A common defence, used by people who really ought to know better is that “it wasn’t me, it was someone using my ID”, which presumably sounds better in your head than out loud. In these days of CCTV, it rarely gives much protection. If you’re using that line, it’s hard not to believe you haven’t done something bad.

Lies make my job easier and make me look good to the people who have hired me. Let's be very clear here: they want a clear result. If I catch you in a lie then to the best of my ability I won’t react, but I recalibrate the other things you tell me in a very different light.

A provable lie means your bosses get that clear result. Your political support will not only vanish but your supporters will feel betrayed and turn on you in a way that rabid wolves would regard as harsh.

Preparation

I don’t do forensics. Yes, I can do sector-level drive scans and know more about SQL server logs than is good for me, but if you are suspected of being very naughty I will refuse point blank to even touch your PC. Instead, I'll call up someone like Guidance Software to provide an evidence trail that can be used in court. Though, it usually doesn’t go that far.

I do need to look at what’s been going on, which does cause considerable discomfort since that means looking at the rather less polished parts of the operation - and is why I have serious non-disclosure agreements and no real specifics are in this article.

Why me?

I sometimes ask that myself. I certainly get a feeling of “there but for the grace of small gods go I” during this process. If I was a skeleton with a scythe I’d probably get a warmer reception from the rest of the team, who know any number of people in their firm who can evaluate what you did better than I can.
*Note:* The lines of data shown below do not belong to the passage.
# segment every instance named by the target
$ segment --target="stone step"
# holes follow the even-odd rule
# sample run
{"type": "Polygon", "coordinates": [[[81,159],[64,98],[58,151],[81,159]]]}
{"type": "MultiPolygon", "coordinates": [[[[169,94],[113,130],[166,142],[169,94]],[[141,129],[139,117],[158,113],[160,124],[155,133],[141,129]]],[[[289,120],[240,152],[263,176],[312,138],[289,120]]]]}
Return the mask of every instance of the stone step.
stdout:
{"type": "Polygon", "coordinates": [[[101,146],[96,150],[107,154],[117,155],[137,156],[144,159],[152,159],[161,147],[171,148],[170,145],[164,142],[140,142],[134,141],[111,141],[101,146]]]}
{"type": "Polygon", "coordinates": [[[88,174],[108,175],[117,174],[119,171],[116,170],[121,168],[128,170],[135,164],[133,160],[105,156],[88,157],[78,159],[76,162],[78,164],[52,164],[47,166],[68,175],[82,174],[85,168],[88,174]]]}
The problem is that they are conflicted and may be implicated themselves. A good boss will defend his staff, and your colleagues know that “shortcuts” are necessary to meet deadlines and resource constraints - as well as the standard defence of “everyone else was doing it” - which is both crap and true. Someone may want to get you out of a petty personality squabble that you see in any organisation, and it may be that someone is trying to shift blame. In total there’s not likely to be anyone inside the firm that can be seen to be entirely objective, so I get a call.